M has decided he wants to be a submarine engineer. During "free Lego" time, he has designed elaborate submarines where he has keenly outlined where the ballast tanks go, where the escape hatch should be and the like. We had not planned it, but in June and July, M was able to tour a submarine in SF, one in Pearl Harbor and one in Sydney at the Maritime Museum and became even more enamoured with them. At the Maritime Museum, he dragged me to rewatch a video of a WWII naval battle and when I was texting with some mates scheduling a dinner, he took my phone from me and admonished me. "Have some respect and listen" he commanded. I was astounded. I wasn't sure that watching a naval battle was appropriate, but then they have snuck in numerous videos about WWII which they are equally fascinated and horrified by (and they don't even know a scintilla of the real horrors). They can describe the different Allied planes and their bombs and they have replicated these in their "free Lego" time. I admonished them for making weapons. They earnestly told me that their weapons are in fact, weapons of "love". "It's not a nuke, it's a fluke - it erupts in flowers" L declared. "And my torpedo bursts into love hearts" M proclaimed. I wavered. I knew what they were up to, but their designs were so intricate and exemplary from an engineering standpoint, I wasn't sure whether to discourage it and in the end I let their imaginations run free.

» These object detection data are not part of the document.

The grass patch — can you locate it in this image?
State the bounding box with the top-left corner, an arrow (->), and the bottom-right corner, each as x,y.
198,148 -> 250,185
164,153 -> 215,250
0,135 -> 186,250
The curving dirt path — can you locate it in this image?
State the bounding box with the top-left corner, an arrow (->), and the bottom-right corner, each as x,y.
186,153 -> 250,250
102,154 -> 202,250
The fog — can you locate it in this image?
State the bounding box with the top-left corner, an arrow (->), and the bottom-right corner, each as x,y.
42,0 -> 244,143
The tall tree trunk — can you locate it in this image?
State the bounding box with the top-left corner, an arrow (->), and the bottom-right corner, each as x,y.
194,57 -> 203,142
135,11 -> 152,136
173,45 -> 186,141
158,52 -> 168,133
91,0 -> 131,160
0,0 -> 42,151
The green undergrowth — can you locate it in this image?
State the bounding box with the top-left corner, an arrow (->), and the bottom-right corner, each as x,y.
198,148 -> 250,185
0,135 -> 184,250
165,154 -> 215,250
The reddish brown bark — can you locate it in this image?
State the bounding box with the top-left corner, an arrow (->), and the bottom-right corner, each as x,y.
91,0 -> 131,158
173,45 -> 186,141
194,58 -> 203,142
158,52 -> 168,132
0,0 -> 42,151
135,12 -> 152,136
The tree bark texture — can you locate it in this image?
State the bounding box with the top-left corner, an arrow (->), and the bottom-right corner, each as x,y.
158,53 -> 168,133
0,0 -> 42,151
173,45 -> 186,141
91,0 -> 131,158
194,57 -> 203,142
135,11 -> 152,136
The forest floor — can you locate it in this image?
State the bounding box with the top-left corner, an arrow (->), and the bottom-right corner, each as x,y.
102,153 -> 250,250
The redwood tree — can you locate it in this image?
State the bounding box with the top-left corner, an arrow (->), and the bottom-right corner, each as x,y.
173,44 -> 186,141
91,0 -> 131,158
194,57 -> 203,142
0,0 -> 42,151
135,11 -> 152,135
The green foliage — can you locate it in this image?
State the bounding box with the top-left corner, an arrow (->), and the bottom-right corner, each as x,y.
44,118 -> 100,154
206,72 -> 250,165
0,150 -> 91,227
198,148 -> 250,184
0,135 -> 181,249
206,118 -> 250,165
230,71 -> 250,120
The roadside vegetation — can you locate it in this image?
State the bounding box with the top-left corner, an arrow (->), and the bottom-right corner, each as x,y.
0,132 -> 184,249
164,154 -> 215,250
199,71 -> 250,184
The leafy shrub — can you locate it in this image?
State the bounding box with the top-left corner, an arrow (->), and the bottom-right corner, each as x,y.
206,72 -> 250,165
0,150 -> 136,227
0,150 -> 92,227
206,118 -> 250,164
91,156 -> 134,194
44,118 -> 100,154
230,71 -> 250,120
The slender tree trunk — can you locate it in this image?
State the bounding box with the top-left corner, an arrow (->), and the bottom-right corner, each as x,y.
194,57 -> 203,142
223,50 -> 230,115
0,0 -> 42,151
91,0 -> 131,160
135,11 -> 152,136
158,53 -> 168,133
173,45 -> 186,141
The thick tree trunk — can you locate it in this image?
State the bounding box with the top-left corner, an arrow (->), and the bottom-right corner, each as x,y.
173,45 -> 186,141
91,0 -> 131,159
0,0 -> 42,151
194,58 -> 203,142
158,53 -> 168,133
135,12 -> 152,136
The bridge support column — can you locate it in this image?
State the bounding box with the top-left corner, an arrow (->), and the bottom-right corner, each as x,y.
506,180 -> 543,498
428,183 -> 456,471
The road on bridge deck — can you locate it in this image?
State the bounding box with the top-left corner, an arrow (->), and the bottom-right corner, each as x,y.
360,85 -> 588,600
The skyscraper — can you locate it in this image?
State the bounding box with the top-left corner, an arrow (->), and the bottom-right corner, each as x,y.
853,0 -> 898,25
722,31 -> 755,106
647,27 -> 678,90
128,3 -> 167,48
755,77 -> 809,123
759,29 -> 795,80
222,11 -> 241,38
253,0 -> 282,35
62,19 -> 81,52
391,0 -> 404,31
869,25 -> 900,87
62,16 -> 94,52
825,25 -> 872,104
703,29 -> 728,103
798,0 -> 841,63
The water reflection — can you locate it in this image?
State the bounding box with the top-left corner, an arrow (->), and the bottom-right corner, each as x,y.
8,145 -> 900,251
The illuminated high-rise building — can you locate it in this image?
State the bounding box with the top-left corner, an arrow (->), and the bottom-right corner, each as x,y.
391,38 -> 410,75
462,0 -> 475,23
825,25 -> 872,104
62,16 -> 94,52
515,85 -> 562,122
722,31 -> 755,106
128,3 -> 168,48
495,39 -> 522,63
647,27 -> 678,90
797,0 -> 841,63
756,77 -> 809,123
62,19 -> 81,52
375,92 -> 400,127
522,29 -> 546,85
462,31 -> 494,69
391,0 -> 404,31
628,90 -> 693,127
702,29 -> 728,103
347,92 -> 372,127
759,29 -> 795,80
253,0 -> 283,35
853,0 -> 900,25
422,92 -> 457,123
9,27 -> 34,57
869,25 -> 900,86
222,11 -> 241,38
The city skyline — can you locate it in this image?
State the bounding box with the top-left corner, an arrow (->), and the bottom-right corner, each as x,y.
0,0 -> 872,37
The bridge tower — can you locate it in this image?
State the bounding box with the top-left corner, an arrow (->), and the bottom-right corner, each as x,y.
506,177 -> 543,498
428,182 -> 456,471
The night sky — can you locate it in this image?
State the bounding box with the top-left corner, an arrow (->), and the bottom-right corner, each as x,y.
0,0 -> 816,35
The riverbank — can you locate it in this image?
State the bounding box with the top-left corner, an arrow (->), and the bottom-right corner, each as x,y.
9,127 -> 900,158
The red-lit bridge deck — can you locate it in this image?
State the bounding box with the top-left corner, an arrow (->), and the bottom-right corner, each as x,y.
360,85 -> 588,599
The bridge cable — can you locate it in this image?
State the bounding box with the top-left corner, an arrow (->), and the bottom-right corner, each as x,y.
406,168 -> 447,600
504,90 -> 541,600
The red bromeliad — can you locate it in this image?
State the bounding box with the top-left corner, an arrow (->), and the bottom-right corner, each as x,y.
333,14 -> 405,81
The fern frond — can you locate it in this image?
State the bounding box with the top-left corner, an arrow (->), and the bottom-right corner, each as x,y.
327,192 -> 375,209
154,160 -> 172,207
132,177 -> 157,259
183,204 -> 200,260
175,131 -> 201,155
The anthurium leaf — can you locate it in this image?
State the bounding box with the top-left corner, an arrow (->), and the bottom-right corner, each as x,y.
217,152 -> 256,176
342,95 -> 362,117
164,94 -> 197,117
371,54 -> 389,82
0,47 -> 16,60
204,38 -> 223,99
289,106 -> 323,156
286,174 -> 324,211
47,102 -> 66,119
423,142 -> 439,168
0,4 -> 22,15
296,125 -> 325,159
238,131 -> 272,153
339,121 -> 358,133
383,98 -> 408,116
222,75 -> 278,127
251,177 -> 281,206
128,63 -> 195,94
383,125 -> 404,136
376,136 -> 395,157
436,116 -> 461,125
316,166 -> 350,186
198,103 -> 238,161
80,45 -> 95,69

The boys play "war games" they imagine (M also adores Battle Ship) and can use weapons they craft in them (sometimes the weapons are natural and simple, M was fire and L was water: L shouted to M that he would "extinguish him" while M remarked that he would "evaporate L") and we fear that this may instill violence in them or render it natural. However, kids are keenly aware that their imaginative play does not actually harm anyone and I wonder whether forbidding the imaginative play could rather have the opposite effect? Nevertheless, I see a distinct difference between imaginative play with inanimate objects and shooter video games, the latter which I forbid as I see no benefit to their development and characters and which attempts to render violence realistic, which I see as inherently problematic.
L and M love to sneak out of bed and put on weekend morning cartoons as well as documentaries and lectures. I was pleasantly surprised one day to notice they choose an MIT lecture on aerodynamics. I wondered if they were able to comprehend and digest what they were intensely watching. A few days later, L was cold in the park and without any layers, so I advised that he should run around to warm up. "Ah, friction!" L declared with great confidence in his velocity, but for good measure, rubbed his palms together.